Alan has added proxy authentication by username and password. This is defined in the EMBOSS_PROXY value by appending "Basic username password". Basic authentication sends a simple base64 encoded username and password. There are more complex alternatives (Digest and NTLM) based on challenge and response which could be implemented but are so far not requested by any user. Proxy servers using such mechanisms can also support the Basic authentication protocol.

Peter has written OBO (open bio-ontology) functions to read, process and write OBO ontologies. The input specification uses an adaptation of USA syntax for OBO objects and OBO query fields. Output is in OBO format but can be easily extended.

The code in ajobo and ajobodb has been fully documented and passes all documentation validations. The revised function names can be adapted for other data types.

Michael continues to update the ensembl functions to be EFUNC and EDATA compatible. There are some issues arising.

Global and static variables are not documented. Peter will look into this and could add a documentation block for these variables and tests that they are documented whenever they are found.

Enums should have typedefs to enable compiler checking for duplicate values.

2.3 Other

Alan has found a way to configure gsoap which Mahmut will test before it is committed.

Mahmut has added test cases for the new AJAX functionality.

Mahmut has a new SoapLab test server on the LSF test cluster. This will be moved to the EBI production cluster.

3. New developments

3.1 Access methods

Mahmut described 3 DAS access formats for source, server and registry output. The registry can be ignored as the server output is almost equivalent. Access is similar to biomart - returning a source description and a query URL. The DAS server host name can be used but the registry always gives a query.

DAS source is specific to one server, and gives a URL directly of type dasssource or dasserver. This is currently used for sequence data. DAS servers are also sources of other information, especially feature annotation.

Peter has started adding OBO access and OBO applications (see above). Similar code will be needed for the database catalogue and the NCBI taxonomy.

Peter suggested a discussion next week on possible server definitions to generalise access to biomart, ensembl, SRS and other sources where many databases have a common server location and access method.

Alan and Michael suggested caching server information would be essential. As an example, SQL access discovers databases matching the EMBOSS supported API version, but this takes a long time over a slow connection. Other queries (e.g. the number of databases) can be resolved rapidly. A cache would need to include the software version and be able to check for new versions. Perhaps this could be combined with an application similar to showdb which could refresh the local cache. Use of the cache by any application could be turned off by an environment variable.

3.2 EDAM

Jon has updated the copy of edamclean in CVS.

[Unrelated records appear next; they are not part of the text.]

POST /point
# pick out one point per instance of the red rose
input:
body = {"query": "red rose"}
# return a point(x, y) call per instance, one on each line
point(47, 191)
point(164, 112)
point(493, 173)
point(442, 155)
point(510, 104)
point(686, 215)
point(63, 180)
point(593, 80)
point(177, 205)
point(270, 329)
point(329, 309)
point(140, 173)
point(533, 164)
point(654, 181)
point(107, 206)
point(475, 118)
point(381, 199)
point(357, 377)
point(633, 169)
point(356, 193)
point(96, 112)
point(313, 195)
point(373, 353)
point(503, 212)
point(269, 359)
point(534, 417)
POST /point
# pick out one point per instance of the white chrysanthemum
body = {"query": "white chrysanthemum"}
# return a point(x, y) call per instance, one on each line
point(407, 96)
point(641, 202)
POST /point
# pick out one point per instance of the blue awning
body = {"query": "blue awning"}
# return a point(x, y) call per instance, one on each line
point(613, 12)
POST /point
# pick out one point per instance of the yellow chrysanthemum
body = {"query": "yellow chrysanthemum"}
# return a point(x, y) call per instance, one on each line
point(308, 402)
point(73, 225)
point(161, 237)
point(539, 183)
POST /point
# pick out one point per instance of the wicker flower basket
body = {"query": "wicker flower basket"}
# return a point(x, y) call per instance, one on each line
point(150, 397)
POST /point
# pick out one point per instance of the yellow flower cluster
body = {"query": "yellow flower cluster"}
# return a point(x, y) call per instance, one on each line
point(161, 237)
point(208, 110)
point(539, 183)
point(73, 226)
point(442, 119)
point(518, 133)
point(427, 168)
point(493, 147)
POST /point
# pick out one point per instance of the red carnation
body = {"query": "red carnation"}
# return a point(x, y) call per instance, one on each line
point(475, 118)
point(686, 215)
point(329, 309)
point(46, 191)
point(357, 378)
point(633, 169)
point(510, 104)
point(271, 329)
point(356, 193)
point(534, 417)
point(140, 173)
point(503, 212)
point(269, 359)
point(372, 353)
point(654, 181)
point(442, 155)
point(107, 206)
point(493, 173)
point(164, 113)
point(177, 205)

Jon is looking into OWL as a maintenance format for use with the BioNemus web service interfaces. This could help with cardinality and type information for EDAM terms.

4. Administration

4.1 Windows

Alan has compiled the current CVS code on Windows 32-bit. A substitute for ftruncate was needed, and a 64-bit fseek. Some functions in ajobo.h were undefined.

4.2 Hardware

A replacement emboss7 server has been ordered from Dell and should arrive soon (note: it arrived during the meeting).

5. Documentation and Training

5.1 Books

Alan has added a documentation CVS repository.

Jon has updated the XML documentation to describe tests and flags for minimum and maximum values in ACD.

CUP have provided contact details for a copy editor.

5.2 Training

Vicky Schneider has asked about the timing of possible online training modules. These can be developed for release when the books are published, as they include text from the books.

6. User queries and answers

All done.

7. AOB

Peter has contacted the SAB about possible meeting dates. The end of October looks to be a good time.

8. Date Of Next Meeting

The next EMBOSS meeting will be on Monday 27th September.